Just like HTML elements that map to CSS selectors, we have heuristic codes, exact matching, and custom regex.

Headings

Types

"H-SHORT"         # Short headings (≤6 words, title/ALLCAPS)
"H-LONG"          # Longer headings (≥7 words)
"H-SECTION-N"     # Numbered/roman section (1., 1.1, II., §)
"H-CONTENTS"      # Table of contents entry (leaders + page #)
"H-SUBTITLE"      # Subtitle / overline (follows a title)

Example

{
  "type": "H-SHORT",
  "style": {
    "font": {
      "name": "Calibri",
      "size": 24,
      "bold": true,
      "color": "1F4E78"
    },
    "paragraph": {
      "alignment": "center",
      "spacing_after": 240
    }
  }
}

Paragraphs

Types

"P-BODY"      # Regular body text
"P-UNKNOWN"   # Fallback

Example

{
  "type": "P-BODY",
  "style": {
    "font": {
      "name": "Arial",
      "size": 12
    },
    "paragraph": {
      "alignment": "center",
      "spacing_after": 60
    }
  }
}

Lists

Types

Generic types (backward compatibility):

"L-BULLET"        # Generic bulleted list
"L-ORDERED"       # Generic ordered list
"L-DEFINITION"    # Definition-style lists
"L-CONTINUATION"  # Continuation / wrapped lines
"L-UNKNOWN"       # Fallback

Granular bullet types:

"L-BULLET-SOLID"   # Solid bullets (•, ●, -, *) - numId: 1
"L-BULLET-HOLLOW"  # Hollow bullets (◦, o) - numId: 4
"L-BULLET-SQUARE"  # Square bullets (▪, ■) - numId: 5

Granular ordered types:

"L-ORDERED-DOTTED"             # Decimal dotted (1., 2., 3.) - numId: 6
"L-ORDERED-PARA-NUM"           # Decimal parenthesis (1), 2), 3)) - numId: 7
"L-ORDERED-ROMAN-UPPER"        # Upper Roman (I., II., III.) - numId: 8
"L-ORDERED-ALPHA-UPPER"        # Upper Alpha (A., B., C.) - numId: 9
"L-ORDERED-ALPHA-LOWER-PAREN"  # Lower Alpha paren (a), b), c)) - numId: 10
"L-ORDERED-ALPHA-LOWER-DOT"    # Lower Alpha dot (a., b., c.) - numId: 11
"L-ORDERED-ROMAN-LOWER"        # Lower Roman (i., ii., iii.) - numId: 12

Example

{
  "type": "L-BULLET-SOLID",
  "style": {
    "list": {
      "format": "bullet",
      "numId": "1",
      "ilvl": "0"
    },
    "font": {
      "name": "Calibri",
      "size": 11
    },
    "paragraph": {
      "spacing_after": 60
    }
  }
}

Tables

T-ROW selects a line of plaintext containing text separated by pipes.

Example

Plaintext input:

col1 | col2 | col3
data1 | data2 | data3

Selector:

{
  "type": "T-ROW",
  "style": {
    "style_id": "TableRow",
    "font": {
      "name": "Calibri",
      "size": 10,
      "color": "000000"
    },
    "paragraph": {
      "alignment": "left",
      "spacing_after": 10,
      "borders": {
        "bottom": {
          "color": "D9D9D9",
          "size": 6,
          "style": "single"
        }
      }
    }
  }
}

Design Philosophy and Edge Cases

If used correctly, Glyph Forge can save hours, days, or even months of LLM to DOCX work with a single schema.

Philosophy

Think about the type of document you are working with and list out the elements the document will have. Does it have headings, paragraphs, tables, or lists? Create selectors for the types the document requires, then check for edge cases.

Edge Cases

Using the HTML/CSS analogy, sometimes you need to create custom elements when making a website. The same applies to LLM to DOCX automation. Your document may require custom regex selectors and/or exact matches in addition to the predefined heuristics.

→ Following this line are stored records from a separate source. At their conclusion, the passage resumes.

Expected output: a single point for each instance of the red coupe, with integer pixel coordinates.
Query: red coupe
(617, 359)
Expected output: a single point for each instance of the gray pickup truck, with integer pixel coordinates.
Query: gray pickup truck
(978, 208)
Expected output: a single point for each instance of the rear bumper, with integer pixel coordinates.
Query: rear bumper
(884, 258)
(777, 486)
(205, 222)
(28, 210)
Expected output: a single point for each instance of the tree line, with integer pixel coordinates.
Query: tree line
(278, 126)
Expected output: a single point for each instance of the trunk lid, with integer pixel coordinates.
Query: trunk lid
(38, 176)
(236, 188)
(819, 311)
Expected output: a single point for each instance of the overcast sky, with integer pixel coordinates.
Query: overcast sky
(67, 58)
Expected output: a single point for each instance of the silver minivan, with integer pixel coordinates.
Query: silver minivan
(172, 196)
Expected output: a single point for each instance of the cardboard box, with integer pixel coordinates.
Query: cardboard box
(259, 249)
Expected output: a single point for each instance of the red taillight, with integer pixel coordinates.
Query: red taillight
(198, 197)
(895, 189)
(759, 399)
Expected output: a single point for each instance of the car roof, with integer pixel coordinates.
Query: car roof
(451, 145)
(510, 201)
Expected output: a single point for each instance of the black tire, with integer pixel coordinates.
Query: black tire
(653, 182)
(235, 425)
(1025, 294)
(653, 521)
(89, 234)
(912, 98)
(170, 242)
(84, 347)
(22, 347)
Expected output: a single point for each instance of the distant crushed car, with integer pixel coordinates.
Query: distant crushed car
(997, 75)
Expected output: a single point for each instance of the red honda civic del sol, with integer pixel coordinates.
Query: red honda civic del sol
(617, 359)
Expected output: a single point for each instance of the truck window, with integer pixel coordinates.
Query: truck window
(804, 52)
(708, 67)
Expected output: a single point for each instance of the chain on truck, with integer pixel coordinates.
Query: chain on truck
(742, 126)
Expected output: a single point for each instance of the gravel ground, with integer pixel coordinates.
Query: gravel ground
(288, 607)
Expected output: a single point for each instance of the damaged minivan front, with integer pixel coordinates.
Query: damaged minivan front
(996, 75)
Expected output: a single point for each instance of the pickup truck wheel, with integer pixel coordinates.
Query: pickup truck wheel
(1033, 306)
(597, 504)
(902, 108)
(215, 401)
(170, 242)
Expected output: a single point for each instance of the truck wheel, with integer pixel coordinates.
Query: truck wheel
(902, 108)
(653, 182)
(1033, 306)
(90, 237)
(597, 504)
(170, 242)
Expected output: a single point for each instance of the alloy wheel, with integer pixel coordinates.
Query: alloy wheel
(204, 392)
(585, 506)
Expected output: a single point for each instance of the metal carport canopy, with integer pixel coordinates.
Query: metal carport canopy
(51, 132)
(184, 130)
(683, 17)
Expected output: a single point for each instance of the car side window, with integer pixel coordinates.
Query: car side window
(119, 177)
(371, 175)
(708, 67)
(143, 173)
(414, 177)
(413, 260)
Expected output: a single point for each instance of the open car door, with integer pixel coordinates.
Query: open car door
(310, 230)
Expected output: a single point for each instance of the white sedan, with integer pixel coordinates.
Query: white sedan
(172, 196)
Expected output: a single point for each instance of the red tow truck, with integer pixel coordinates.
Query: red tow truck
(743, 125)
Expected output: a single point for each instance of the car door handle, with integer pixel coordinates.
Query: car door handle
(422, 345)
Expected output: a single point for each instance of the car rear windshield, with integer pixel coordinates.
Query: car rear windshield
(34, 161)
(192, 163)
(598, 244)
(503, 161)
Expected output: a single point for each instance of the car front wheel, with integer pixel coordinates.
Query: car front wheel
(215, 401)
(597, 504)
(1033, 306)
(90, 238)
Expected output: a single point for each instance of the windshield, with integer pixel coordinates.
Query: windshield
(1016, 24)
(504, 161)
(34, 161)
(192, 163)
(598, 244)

Exact Matching and Custom Regex

Routing Priority

The pattern matching engine follows this priority order:

┌─────────────────────────────────────────┐
│  1. EXACT MATCHER                       │  ← Highest priority
│     Match exact strings from domain     │
├─────────────────────────────────────────┤
│  2. HEURISTIC CLASSIFIERS               │
│     • Heading (H-) Detector             │
│     • List (L-) Detector                │
│     • Paragraph (P-) Detector           │
│     • Table (T-) Detector               │
├─────────────────────────────────────────┤
│  3. REGEX MATCHER                       │  ← Fallback
│     Pattern-based normalization         │
└─────────────────────────────────────────┘

Exact Match

When to use: You want to select an exact string such as a company name, warning label, or sequence of chapter/section titles.

Syntax: EXACT:<string> — Specify the string to select

Example:

{
  "type": "EXACT:Warnings and Precautions:",
  "style": {
    "font": {
      "name": "Calibri",
      "size": 18,
      "bold": true,
      "color": "C0504D"
    },
    "paragraph": {
      "alignment": "left",
      "spacing_before": 120,
      "spacing_after": 60
    }
  }
}

Custom Regex

When to use: You want to select one or more plaintext lines that fit a regex pattern. This is useful for date strings, common patterns such as (Location, City, Zip), etc.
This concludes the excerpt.